日本地球惑星科学連合2014年大会

講演情報

口頭発表

セッション記号 M (領域外・複数領域) » M-AG 応用地球科学

[M-AG38_2AM2] 福島原発事故により放出された放射性核種の環境動態

2014年5月2日(金) 11:00 〜 12:45 501 (5F)

コンビーナ:*北 和之(茨城大学理学部)、恩田 裕一(筑波大学アイソトープ環境動態研究センター)、中島 映至(東京大学大気海洋研究所)、五十嵐 康人(気象研究所 環境・応用気象研究部)、松本 淳(首都大学東京大学院都市環境科学研究科地理環境科学専攻)、山田 正俊(弘前大学被ばく医療総合研究所)、竹中 千里(名古屋大学大学院生命農学研究科)、山本 政儀(金沢大学環低レベル放射能実験施設)、神田 穣太(東京海洋大学)、篠原 厚(大阪大学)、座長:笹 公和(筑波大学数理物質系)

11:15 〜 11:30

[MAG38-09] 福島の森林内におけるリターフォール、樹冠流、林内雨による放射性セシウムの降下量の把握

*遠藤 いず貴1大手 信人1伊勢田 耕平1廣瀬 農1小林 奈通子1田野井 慶太朗1 (1.東京大学大学院農学生命科学研究科)
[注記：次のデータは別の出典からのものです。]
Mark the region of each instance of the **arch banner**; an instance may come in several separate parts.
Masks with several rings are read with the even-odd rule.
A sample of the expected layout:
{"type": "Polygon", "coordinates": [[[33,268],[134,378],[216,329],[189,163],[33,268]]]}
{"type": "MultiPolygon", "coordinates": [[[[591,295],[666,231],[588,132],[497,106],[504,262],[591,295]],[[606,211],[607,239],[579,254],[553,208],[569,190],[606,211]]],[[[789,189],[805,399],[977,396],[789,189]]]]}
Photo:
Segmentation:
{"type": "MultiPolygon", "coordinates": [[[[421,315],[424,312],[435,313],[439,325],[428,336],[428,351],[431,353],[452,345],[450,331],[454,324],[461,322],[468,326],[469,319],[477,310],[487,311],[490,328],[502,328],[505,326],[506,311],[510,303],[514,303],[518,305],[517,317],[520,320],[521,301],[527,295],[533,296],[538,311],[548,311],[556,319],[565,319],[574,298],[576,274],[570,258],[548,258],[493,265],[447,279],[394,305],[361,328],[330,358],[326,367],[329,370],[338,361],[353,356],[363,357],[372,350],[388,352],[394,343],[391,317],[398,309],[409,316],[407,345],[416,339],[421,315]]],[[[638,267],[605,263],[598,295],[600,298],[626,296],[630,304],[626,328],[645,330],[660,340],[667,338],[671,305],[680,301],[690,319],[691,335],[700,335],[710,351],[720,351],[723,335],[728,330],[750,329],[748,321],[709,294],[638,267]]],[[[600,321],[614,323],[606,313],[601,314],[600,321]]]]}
2011年3月11日の地震と津波に起因する福島第一原子力発電所の事故により、周辺の森林域に多量の放射性物質が沈着した。樹冠に補足されたセシウム(Cs)は、さまざまな経路で林床に到達する。本研究は、年間に林床へ移動する放射性Csの量を推定するために、林床に移動するコンポーネントとその量をリターフォールと樹幹流、林内雨の測定をもとに調査した。福島県伊達市の上小国川上流域の森林内に、落葉広葉樹とアカマツ(Pinus densiflora)の混交林に2プロット、スギ(Cryptomeria japonica)人工林に1プロットの調査区を設置した。リタートラップを各プロット内に5個ずつ設置し、毎月1度回収した。葉の試料は樹種ごとに分け、それ以外に枝、種子、樹皮に分けた。年間のリターフォール量とCs濃度から林床に降下したCs量を計算した。樹幹流と林内雨は、1-2か月毎に回収し、濾過して懸濁態を取り出した。放射性Cs濃度は、ゲルマニウム半導体検出器と、ヨウ化ナトリウム(タリウム)シンチレーションカウンターによって測定した。放射性Csとして134Csと137Csを検出したが、以下には137Csの結果のみを示す。常緑樹のスギの葉やマツの針葉からは、落葉樹に比べ高濃度の137Csが検出された。原発事故当時に137Csが付着した葉がまだ樹冠に残っていることが考えられる。落葉樹の葉からも137Csが検出された。137Csが降下してから1年半が経過し、落葉樹は2度目の落葉であるが、葉から137Csが検出されたことから、樹体や根から樹体内に取り込まれた137Csが葉に転流している可能性がある。137Cs降下量は、落葉樹-マツ混交林内に比べスギ人工林内で約3倍多かった。その理由として、スギのリターフォール量が落葉広葉樹に比べ10 %ほど多かったことと、葉の137Cs濃度が3倍高かったことが考えられる。樹幹流と林内雨の濃度は大きく変わらなかった。樹幹流量に比べ、林内雨量の方が多かった。降水量が多いときほど林床に移動する137Cs量が多かったことから、降雨時に林内雨によって林床に移動する137Cs量が多いことが示唆される。年間の137Cs濃度は季節によって変動するものの、2012年と2013年で減少する傾向は見られなかった。林外雨の137Cs濃度は検出限界以下だったことから、事故から1年半以上が経過しても、葉への付着あるいは葉からの溶脱による樹冠からの137Csの供給は制限されておらず、安定した量の137Csが樹冠から林床に移動していることが考えられた。